A complete graph model comprises node and two, limit key element usually, it can use G=<V, E> is represented, wherein G represents whole figure (Graph), V representation node collection (Vertexset), the set (Edgeset) that the limit that E representative connects these nodes is formed.Fig. 1 gives typical graph model and represents.

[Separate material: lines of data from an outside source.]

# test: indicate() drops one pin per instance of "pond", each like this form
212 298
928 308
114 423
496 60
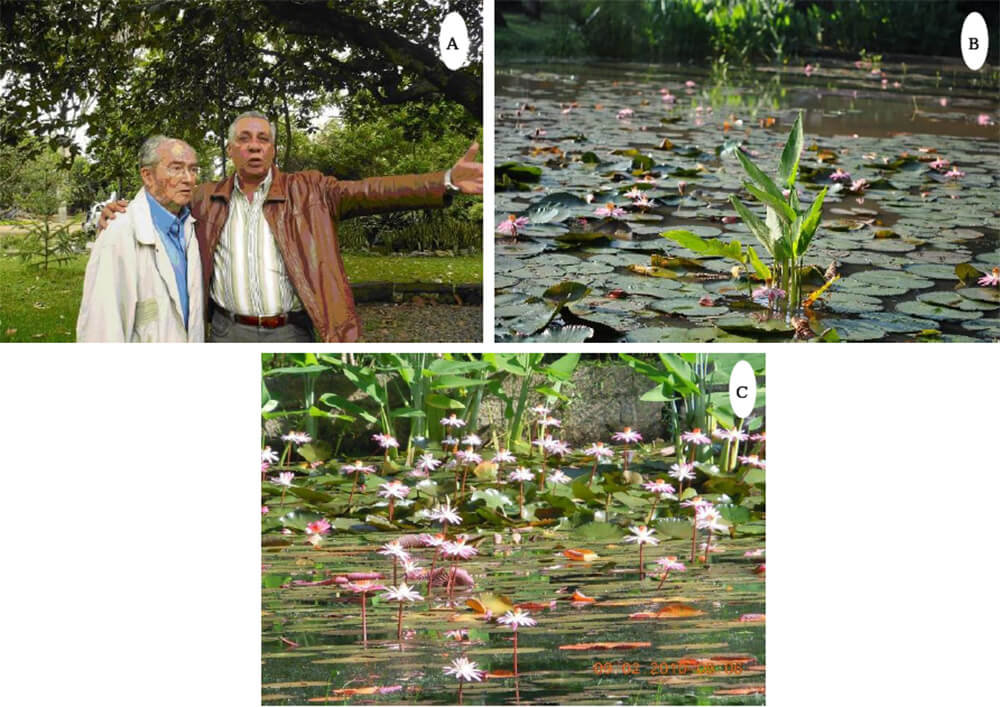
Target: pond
697 639
908 243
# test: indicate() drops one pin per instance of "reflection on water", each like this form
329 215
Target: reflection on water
324 622
837 98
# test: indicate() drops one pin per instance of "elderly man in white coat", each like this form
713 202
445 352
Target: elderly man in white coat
143 281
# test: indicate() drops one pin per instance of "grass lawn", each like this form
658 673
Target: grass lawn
36 305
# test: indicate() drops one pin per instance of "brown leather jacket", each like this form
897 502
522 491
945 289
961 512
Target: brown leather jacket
302 209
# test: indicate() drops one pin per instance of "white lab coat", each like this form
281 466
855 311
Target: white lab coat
130 292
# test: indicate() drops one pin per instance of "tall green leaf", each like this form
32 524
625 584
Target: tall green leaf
789 167
757 227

The basic task of machine learning and pattern-recognition is at function space find function set up sampling feature vectors to the mapping of label y, namely suppose there is the data set X={ (x that n sample point is formed 1, y 1), (x 2, y 2) ..., (x n, y n), in order to realize, to the classification of wherein sample, commonly using these samples of node on behalf when building figure, and go the similarity that represents between sample with limit, two points be simultaneously connected by a limit are referred to as " put to ".Based on this framework, existing drawing method of building is summarized as follows at present:
1. full map interlinking (FullyConnectedGraph).It is right that every two sample standard deviations be meant in figure form a point, and be connected by a limit, namely all sample standard deviations are directly related.
2. k nearest neighbor figure (KNNGraph).Each sample is only related with its K neighbour, namely only has between sample and its neighbour and has limit to be connected.

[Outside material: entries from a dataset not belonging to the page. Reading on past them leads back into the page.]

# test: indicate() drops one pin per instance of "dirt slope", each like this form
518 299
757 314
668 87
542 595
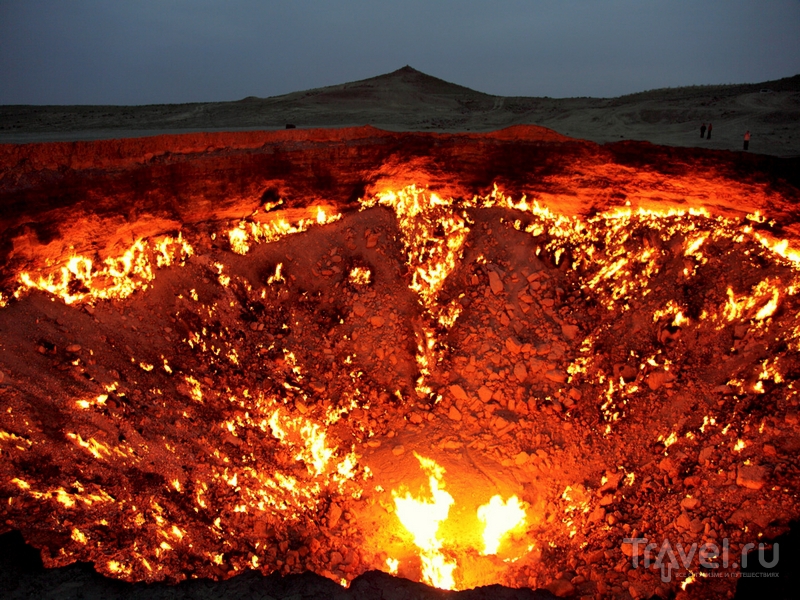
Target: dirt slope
408 100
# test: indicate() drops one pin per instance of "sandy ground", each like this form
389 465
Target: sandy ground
407 100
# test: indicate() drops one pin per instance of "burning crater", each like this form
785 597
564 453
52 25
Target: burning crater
462 359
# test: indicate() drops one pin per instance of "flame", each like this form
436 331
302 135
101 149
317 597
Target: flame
422 517
500 517
246 232
360 276
80 280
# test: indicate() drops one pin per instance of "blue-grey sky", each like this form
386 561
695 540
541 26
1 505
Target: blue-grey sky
160 51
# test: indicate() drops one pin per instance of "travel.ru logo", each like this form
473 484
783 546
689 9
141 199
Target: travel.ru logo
669 558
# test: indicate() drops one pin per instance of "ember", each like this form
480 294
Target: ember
462 391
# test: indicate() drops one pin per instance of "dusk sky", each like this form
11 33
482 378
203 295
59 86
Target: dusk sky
163 51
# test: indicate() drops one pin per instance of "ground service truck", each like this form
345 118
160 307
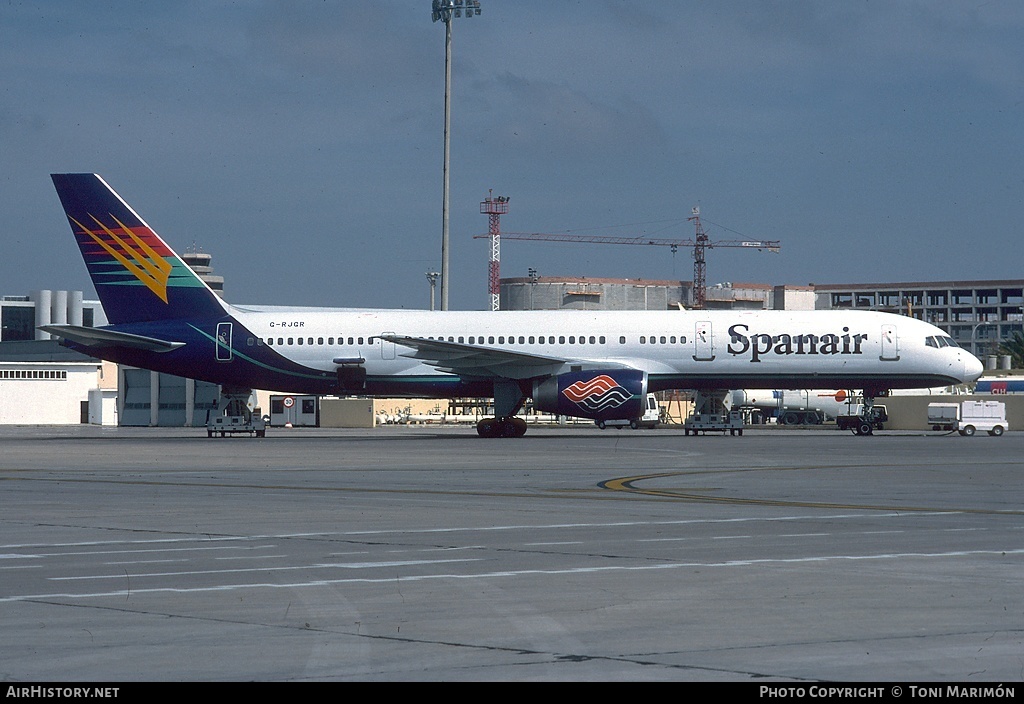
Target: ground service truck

3. mutual k nearest neighbor figure (MutualKNNGraph).Be 2. without part, when only having the k nearest neighbor as two samples the other side each other, they are connected by ability limit.
4. ε neighbour figure (ε NNGraph).Euclidean distance x between two samples 1-x 2|| during≤ε, will with limit
They are connected, and wherein ε is the threshold value preset in advance.
Build drawing method for all above, also can define the weights omega on limit further to weigh the tightness degree contacted between sample.Main method has:
1. 0-1 weights (0-1Weight).As long as there is limit to be connected between two samples, then weights are just 1, otherwise are 0.This method thinks that the contact tightness degree between all-pair is all the same.
2. gaussian kernel (GaussianKernel).Point between contact tightness degree relevant with the similarity between them.The following gaussian kernel function of concrete employing describes:
&omega; 12 = exp ( - | | x 1 - x j | | 2 2 &sigma; 2 ) . - - - ( 1 )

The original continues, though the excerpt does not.